You should also be able to save any of these files to a floppy to move to your XP system (assuming you can get the XP system can read from a floppy). Then you can post them here if you have questions about what needs to be disabled.

You can also just rename config.sys and autoexec.bat to config.old and autoexec.old to try booting with out them.

Got to go for now, hope that will get you started at least.

jerry


----------



## Smiles n' grins (Jun 8, 2007)

> Not sure which ISO you are referring to here. The ones I posted links to are for DOS, and the link SDFOX 7 posted was for bootdisk.com which has an exe to create a 95B boot floppy, not CD, so I'm confused by the "95b ISO", but it sounds like the system is having a hard time reading the cd and getting errors.

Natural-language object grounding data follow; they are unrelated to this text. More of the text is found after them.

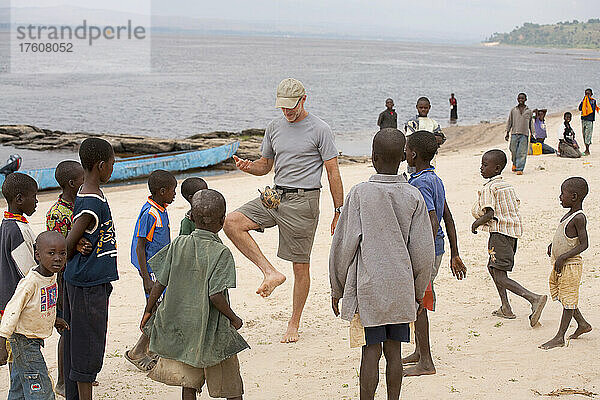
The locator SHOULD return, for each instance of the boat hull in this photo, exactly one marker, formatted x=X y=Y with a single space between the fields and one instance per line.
x=135 y=168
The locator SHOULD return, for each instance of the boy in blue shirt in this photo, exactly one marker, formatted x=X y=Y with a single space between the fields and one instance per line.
x=91 y=267
x=152 y=232
x=421 y=147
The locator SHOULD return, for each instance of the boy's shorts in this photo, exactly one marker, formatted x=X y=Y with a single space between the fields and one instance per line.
x=223 y=380
x=360 y=336
x=502 y=250
x=564 y=287
x=29 y=378
x=297 y=218
x=587 y=127
x=8 y=349
x=86 y=312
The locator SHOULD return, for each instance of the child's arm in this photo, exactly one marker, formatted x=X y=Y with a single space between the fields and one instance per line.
x=484 y=219
x=220 y=302
x=155 y=293
x=3 y=351
x=74 y=242
x=456 y=265
x=140 y=251
x=579 y=223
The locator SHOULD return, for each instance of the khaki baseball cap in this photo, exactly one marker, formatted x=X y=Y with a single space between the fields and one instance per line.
x=289 y=91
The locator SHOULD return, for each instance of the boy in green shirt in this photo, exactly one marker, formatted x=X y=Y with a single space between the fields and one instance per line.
x=188 y=188
x=194 y=330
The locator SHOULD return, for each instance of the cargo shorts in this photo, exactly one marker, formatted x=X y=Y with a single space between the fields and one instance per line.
x=297 y=218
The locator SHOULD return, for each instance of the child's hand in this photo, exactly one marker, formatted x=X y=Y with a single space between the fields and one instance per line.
x=335 y=306
x=3 y=352
x=458 y=268
x=148 y=284
x=145 y=319
x=421 y=307
x=237 y=323
x=558 y=264
x=61 y=324
x=84 y=246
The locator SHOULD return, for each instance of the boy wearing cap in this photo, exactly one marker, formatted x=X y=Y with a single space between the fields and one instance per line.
x=297 y=145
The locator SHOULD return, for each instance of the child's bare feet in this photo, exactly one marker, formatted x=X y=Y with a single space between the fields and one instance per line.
x=411 y=359
x=291 y=335
x=271 y=281
x=537 y=307
x=581 y=329
x=418 y=370
x=552 y=343
x=502 y=313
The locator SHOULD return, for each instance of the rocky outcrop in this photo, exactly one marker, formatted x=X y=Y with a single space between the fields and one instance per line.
x=34 y=138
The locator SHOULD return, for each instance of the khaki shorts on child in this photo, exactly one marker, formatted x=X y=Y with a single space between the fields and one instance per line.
x=564 y=287
x=357 y=333
x=223 y=380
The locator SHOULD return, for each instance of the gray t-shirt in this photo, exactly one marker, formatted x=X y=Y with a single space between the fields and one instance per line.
x=299 y=150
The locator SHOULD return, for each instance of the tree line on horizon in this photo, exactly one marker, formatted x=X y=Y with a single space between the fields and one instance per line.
x=573 y=34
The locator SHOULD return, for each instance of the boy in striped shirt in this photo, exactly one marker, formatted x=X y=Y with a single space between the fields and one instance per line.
x=497 y=212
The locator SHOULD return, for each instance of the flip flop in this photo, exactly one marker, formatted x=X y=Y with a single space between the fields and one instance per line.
x=145 y=363
x=537 y=313
x=500 y=313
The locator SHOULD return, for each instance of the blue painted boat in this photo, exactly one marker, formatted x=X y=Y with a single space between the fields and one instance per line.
x=142 y=166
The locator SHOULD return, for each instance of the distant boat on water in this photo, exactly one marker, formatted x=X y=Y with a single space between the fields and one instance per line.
x=142 y=166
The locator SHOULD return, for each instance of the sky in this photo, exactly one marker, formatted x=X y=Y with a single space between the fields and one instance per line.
x=463 y=20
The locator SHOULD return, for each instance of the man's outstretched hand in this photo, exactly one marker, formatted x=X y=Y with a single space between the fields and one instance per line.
x=242 y=164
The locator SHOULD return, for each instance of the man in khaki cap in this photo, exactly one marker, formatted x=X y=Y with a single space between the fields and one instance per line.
x=298 y=145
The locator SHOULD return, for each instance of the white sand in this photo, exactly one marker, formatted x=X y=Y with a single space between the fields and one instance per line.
x=477 y=356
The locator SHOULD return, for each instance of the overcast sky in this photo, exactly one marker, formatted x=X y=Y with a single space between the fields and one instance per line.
x=473 y=19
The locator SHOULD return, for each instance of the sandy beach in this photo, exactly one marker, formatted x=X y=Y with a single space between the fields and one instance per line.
x=477 y=356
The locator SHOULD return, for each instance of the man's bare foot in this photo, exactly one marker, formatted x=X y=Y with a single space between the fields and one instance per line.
x=580 y=331
x=411 y=359
x=271 y=281
x=537 y=307
x=291 y=335
x=418 y=370
x=554 y=342
x=508 y=314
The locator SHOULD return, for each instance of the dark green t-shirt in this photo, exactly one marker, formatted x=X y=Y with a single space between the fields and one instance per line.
x=186 y=326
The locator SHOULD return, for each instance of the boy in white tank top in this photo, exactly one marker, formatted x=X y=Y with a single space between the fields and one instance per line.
x=570 y=240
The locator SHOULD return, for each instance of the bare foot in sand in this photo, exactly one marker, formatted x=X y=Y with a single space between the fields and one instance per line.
x=537 y=307
x=418 y=370
x=291 y=335
x=271 y=281
x=501 y=313
x=554 y=342
x=580 y=331
x=412 y=359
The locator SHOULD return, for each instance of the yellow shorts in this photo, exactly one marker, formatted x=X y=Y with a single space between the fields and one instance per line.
x=357 y=333
x=564 y=287
x=223 y=380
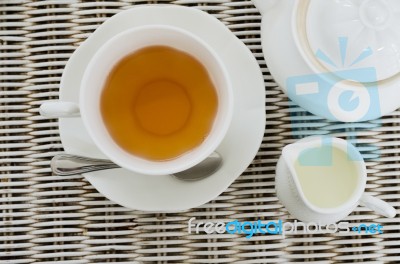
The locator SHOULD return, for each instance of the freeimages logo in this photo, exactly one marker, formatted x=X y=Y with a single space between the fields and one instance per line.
x=278 y=227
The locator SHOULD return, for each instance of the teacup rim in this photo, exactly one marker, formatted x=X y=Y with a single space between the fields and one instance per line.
x=206 y=150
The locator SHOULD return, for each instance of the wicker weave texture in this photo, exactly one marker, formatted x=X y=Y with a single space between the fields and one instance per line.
x=48 y=219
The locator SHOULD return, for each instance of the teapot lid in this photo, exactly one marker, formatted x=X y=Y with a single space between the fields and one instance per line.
x=350 y=34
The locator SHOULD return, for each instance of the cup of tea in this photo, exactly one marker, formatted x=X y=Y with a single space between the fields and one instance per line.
x=155 y=100
x=322 y=180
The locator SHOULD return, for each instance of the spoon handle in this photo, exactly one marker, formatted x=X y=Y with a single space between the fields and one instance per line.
x=66 y=164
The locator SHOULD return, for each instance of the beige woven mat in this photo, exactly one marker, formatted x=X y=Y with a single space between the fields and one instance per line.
x=47 y=219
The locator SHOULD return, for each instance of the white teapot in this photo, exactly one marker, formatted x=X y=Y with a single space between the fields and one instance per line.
x=339 y=59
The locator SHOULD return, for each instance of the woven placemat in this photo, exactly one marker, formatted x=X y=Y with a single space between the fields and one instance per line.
x=47 y=219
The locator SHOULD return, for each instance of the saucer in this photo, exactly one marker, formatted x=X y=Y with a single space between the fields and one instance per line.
x=239 y=147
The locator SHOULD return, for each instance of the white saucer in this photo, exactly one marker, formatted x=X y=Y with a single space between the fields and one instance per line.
x=166 y=193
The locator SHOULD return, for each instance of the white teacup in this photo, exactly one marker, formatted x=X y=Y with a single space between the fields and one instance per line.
x=296 y=194
x=95 y=77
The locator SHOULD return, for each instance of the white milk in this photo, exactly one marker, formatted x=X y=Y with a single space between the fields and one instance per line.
x=331 y=185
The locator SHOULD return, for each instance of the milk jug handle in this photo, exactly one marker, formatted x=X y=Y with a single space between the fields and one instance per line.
x=379 y=206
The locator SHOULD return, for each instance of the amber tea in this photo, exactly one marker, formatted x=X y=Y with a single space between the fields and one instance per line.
x=159 y=103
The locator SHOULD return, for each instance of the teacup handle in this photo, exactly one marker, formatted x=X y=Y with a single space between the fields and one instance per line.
x=59 y=109
x=379 y=206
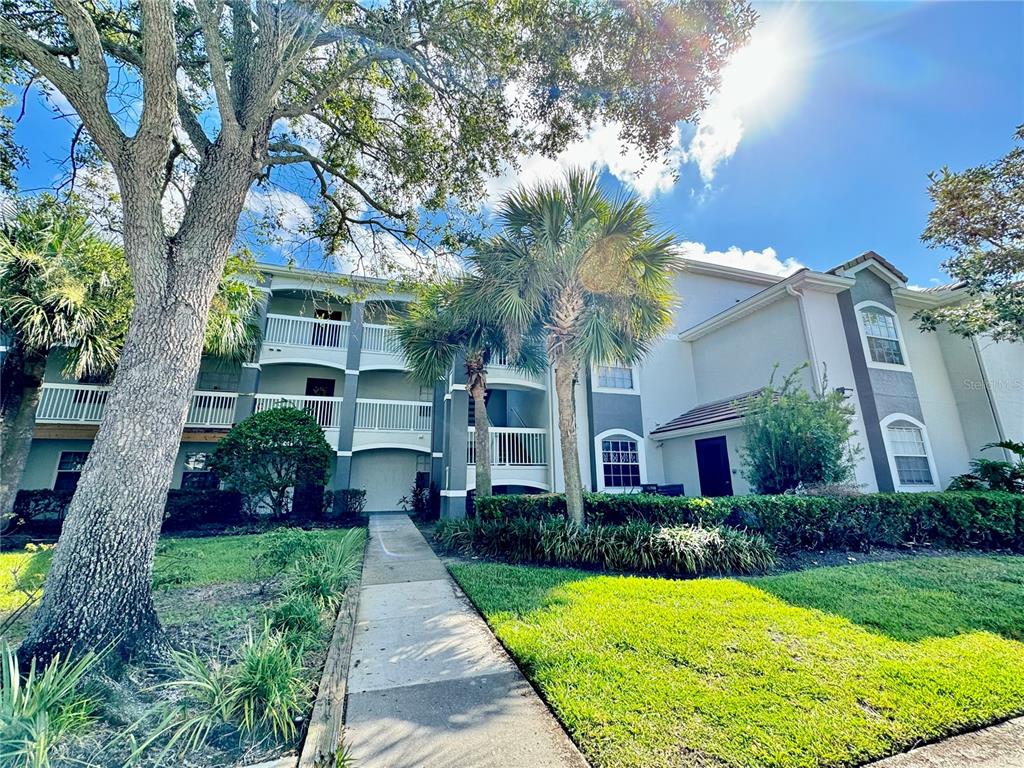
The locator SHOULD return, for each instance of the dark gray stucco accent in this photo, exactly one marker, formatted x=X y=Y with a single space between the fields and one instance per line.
x=865 y=393
x=455 y=440
x=350 y=391
x=245 y=404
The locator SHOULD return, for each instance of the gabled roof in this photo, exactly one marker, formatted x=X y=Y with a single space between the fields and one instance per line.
x=718 y=412
x=869 y=256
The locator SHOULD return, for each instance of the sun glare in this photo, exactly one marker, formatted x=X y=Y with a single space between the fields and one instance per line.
x=764 y=76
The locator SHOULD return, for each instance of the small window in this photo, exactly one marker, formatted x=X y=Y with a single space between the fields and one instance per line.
x=621 y=460
x=197 y=474
x=614 y=377
x=882 y=336
x=909 y=454
x=70 y=469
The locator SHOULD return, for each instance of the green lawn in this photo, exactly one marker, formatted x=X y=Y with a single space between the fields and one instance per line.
x=190 y=562
x=829 y=667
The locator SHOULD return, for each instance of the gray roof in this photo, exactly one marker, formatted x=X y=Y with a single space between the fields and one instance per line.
x=726 y=410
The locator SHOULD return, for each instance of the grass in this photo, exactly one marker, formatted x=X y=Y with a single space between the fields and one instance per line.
x=185 y=562
x=829 y=667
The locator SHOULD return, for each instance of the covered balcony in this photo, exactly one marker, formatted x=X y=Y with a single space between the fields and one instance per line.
x=84 y=403
x=518 y=457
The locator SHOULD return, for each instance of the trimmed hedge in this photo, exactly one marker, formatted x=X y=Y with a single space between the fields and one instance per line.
x=953 y=519
x=634 y=546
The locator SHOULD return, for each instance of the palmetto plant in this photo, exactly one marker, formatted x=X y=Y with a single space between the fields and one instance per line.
x=62 y=285
x=452 y=320
x=592 y=271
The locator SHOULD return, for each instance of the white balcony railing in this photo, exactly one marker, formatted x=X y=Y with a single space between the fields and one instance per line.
x=84 y=403
x=306 y=332
x=380 y=339
x=327 y=411
x=393 y=416
x=512 y=446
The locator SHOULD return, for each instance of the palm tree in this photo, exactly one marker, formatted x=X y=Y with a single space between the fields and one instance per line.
x=592 y=271
x=449 y=321
x=62 y=285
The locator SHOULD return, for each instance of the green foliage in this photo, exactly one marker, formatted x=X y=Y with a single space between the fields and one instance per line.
x=994 y=475
x=979 y=215
x=633 y=546
x=652 y=673
x=271 y=452
x=324 y=574
x=40 y=710
x=788 y=522
x=796 y=437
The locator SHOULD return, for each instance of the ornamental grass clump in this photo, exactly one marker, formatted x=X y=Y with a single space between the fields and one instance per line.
x=682 y=550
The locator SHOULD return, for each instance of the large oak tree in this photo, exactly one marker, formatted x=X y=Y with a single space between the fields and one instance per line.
x=395 y=109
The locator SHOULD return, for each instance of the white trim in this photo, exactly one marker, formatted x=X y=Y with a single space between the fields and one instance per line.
x=635 y=389
x=699 y=429
x=641 y=457
x=935 y=485
x=303 y=361
x=398 y=445
x=899 y=334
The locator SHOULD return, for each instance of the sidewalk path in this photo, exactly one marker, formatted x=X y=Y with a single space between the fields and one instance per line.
x=428 y=685
x=998 y=747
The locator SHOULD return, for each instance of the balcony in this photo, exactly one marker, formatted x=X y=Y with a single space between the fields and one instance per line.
x=293 y=339
x=381 y=349
x=84 y=403
x=401 y=424
x=518 y=457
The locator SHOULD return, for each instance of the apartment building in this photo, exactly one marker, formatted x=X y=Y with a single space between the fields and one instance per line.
x=925 y=403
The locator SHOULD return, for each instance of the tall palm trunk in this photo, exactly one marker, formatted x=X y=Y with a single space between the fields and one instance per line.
x=565 y=392
x=99 y=586
x=18 y=426
x=477 y=385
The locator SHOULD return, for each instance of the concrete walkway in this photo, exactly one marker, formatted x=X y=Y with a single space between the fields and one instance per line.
x=428 y=684
x=998 y=747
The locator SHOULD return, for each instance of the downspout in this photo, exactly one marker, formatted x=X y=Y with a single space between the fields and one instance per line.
x=808 y=341
x=988 y=395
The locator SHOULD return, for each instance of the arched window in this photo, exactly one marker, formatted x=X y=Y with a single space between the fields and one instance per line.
x=909 y=453
x=880 y=328
x=621 y=463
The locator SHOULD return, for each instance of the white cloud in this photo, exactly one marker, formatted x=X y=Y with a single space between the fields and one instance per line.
x=766 y=261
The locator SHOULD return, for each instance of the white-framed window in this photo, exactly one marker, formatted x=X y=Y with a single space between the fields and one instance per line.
x=70 y=467
x=614 y=378
x=621 y=463
x=196 y=473
x=881 y=335
x=909 y=453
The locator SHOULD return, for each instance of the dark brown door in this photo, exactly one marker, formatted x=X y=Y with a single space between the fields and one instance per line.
x=327 y=334
x=713 y=467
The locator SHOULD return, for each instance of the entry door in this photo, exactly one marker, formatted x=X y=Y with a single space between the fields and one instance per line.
x=713 y=467
x=323 y=411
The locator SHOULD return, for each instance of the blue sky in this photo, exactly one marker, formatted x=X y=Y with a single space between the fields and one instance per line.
x=819 y=148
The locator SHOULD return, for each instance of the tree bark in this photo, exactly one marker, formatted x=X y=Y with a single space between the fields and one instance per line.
x=482 y=436
x=565 y=391
x=18 y=427
x=98 y=590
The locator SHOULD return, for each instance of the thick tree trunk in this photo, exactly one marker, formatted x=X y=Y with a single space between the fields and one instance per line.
x=482 y=437
x=564 y=389
x=98 y=590
x=18 y=426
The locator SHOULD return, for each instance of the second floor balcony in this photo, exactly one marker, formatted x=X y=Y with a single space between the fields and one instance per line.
x=84 y=403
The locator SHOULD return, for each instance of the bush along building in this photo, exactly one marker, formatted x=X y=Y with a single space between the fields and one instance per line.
x=925 y=403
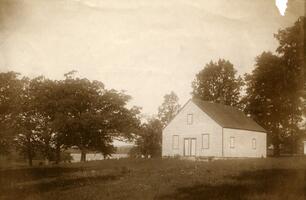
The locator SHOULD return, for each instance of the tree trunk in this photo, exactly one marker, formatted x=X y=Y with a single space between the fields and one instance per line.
x=83 y=155
x=276 y=145
x=30 y=157
x=58 y=154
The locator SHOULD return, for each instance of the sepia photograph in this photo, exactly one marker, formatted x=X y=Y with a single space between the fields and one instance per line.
x=152 y=100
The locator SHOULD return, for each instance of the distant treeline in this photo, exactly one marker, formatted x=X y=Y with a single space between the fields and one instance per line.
x=43 y=116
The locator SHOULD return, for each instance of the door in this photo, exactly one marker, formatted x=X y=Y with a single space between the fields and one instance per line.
x=189 y=146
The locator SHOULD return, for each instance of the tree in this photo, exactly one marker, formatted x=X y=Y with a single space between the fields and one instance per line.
x=85 y=114
x=148 y=142
x=169 y=108
x=27 y=123
x=276 y=87
x=218 y=83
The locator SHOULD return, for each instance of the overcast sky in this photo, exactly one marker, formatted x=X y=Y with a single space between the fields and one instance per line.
x=146 y=47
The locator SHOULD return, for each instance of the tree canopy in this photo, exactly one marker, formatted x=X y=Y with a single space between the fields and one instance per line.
x=217 y=82
x=275 y=89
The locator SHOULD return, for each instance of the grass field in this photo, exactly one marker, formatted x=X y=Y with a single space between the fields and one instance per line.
x=271 y=178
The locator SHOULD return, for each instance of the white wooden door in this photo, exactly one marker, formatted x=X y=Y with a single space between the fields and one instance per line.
x=193 y=147
x=189 y=147
x=186 y=147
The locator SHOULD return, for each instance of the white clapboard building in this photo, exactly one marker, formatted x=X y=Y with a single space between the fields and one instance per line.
x=204 y=129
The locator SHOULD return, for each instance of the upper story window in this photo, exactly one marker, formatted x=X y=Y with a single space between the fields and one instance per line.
x=175 y=142
x=232 y=142
x=189 y=118
x=253 y=143
x=205 y=141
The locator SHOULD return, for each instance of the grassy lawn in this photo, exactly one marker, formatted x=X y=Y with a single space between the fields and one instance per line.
x=272 y=178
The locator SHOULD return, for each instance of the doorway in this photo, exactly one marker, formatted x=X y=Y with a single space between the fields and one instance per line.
x=190 y=146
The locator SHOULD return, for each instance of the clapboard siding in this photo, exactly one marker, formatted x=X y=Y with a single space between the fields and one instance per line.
x=219 y=137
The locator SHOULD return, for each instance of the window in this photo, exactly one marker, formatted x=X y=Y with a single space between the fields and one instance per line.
x=232 y=142
x=253 y=143
x=205 y=141
x=189 y=118
x=175 y=142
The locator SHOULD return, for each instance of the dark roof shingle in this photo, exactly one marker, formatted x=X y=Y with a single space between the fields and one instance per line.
x=227 y=116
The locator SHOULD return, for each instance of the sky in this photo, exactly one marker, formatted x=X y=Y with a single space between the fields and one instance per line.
x=144 y=47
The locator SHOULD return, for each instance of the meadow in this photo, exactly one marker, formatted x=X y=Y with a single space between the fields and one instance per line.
x=271 y=178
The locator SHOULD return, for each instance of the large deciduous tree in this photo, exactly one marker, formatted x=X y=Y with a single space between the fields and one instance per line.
x=85 y=114
x=276 y=87
x=218 y=83
x=169 y=108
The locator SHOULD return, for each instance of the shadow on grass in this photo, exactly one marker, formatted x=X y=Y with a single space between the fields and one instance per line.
x=30 y=174
x=54 y=184
x=268 y=184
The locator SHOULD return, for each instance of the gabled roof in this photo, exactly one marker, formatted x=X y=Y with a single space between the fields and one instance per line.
x=227 y=116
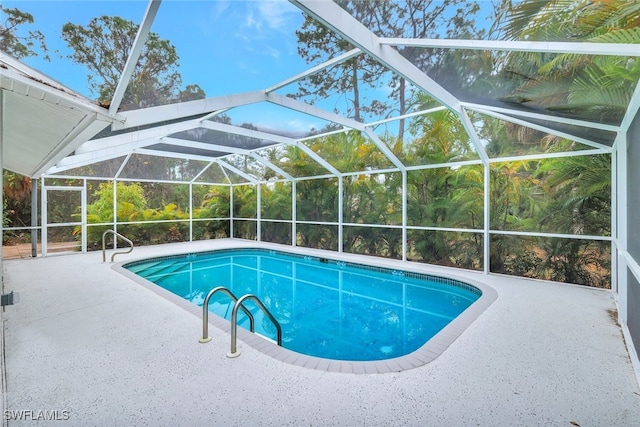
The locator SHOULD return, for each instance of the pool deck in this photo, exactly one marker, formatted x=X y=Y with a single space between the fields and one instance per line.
x=98 y=348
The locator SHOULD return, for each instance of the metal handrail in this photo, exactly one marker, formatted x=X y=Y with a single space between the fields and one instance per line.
x=205 y=312
x=104 y=249
x=234 y=326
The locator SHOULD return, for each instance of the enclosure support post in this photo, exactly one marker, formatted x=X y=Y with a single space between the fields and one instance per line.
x=294 y=228
x=231 y=211
x=34 y=218
x=44 y=236
x=115 y=211
x=258 y=212
x=405 y=245
x=191 y=211
x=487 y=218
x=340 y=214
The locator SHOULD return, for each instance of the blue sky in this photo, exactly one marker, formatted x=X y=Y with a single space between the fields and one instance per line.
x=225 y=46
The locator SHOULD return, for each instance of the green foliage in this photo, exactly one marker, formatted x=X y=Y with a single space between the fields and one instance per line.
x=103 y=47
x=13 y=40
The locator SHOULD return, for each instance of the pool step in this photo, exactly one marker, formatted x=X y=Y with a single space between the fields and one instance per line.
x=160 y=269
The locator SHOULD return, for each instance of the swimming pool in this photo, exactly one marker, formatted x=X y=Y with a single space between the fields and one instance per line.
x=327 y=309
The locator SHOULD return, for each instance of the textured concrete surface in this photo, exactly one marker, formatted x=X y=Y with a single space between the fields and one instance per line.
x=91 y=347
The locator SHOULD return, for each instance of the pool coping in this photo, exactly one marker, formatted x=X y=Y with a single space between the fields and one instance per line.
x=428 y=352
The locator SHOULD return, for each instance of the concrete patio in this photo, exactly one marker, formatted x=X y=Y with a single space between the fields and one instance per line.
x=99 y=349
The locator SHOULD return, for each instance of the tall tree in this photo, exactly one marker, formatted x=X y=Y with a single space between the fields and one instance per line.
x=103 y=46
x=15 y=41
x=362 y=76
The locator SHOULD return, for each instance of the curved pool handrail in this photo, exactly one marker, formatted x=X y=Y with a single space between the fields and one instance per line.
x=205 y=312
x=234 y=326
x=104 y=249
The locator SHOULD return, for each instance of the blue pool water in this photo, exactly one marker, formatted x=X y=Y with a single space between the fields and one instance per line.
x=326 y=308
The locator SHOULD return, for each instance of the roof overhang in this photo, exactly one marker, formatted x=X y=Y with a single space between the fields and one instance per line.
x=42 y=121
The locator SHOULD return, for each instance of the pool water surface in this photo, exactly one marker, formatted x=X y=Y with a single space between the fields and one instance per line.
x=328 y=309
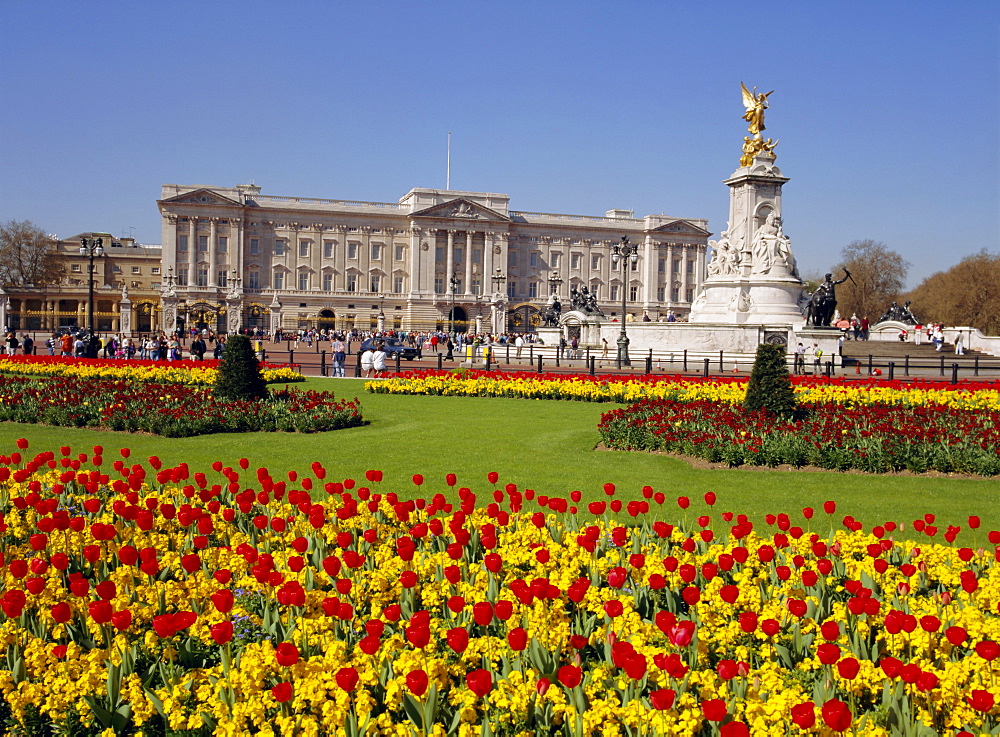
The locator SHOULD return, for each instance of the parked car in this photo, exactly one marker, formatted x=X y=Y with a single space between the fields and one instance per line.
x=392 y=346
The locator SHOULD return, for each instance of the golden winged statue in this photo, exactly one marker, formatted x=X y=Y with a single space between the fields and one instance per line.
x=756 y=104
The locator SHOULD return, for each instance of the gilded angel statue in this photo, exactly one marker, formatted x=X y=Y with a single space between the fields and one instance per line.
x=756 y=104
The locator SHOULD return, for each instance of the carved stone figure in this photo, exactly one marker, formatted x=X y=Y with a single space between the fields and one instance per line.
x=770 y=247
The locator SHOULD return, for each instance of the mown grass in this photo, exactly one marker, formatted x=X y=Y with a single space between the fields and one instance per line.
x=543 y=445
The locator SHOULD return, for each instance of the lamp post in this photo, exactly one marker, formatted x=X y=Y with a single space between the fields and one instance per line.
x=498 y=278
x=554 y=283
x=623 y=254
x=91 y=248
x=452 y=286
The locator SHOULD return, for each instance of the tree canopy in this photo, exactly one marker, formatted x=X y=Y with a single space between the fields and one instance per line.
x=27 y=255
x=878 y=275
x=966 y=295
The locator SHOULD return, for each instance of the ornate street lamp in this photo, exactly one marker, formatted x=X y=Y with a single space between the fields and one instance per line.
x=91 y=248
x=554 y=283
x=622 y=255
x=452 y=285
x=498 y=280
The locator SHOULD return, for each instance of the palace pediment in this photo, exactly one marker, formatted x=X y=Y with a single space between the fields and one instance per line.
x=462 y=209
x=681 y=227
x=200 y=197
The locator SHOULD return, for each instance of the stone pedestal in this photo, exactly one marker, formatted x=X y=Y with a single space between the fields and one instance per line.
x=752 y=278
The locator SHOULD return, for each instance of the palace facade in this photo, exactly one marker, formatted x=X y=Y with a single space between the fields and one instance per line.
x=126 y=283
x=236 y=258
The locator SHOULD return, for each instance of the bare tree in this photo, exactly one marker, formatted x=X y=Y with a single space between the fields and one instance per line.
x=878 y=275
x=27 y=255
x=966 y=295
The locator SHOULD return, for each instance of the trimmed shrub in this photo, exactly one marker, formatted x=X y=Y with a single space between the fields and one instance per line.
x=239 y=372
x=770 y=386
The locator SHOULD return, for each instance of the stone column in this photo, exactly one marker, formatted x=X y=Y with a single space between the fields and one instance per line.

I found a 95b ISO on the site that someone listed with the DOS ISOs. I don't know who, but I got one.

Ok. I searched for krnl386.exe...not found. So I tried extracting it from the Win95 CD. It said:

ERROR: Cannot open file: X:\win95\win95_04.cab
(Whereas X:\ was a CD drive, I tried both)

I don't know what the driver is I'm looking for, so it's kind of hard to pinpoint. Under which heading should I look?

It doesn't extract. And yes, my 95b computer has a floppy drive, but none of the XPs I have at my disposal have them.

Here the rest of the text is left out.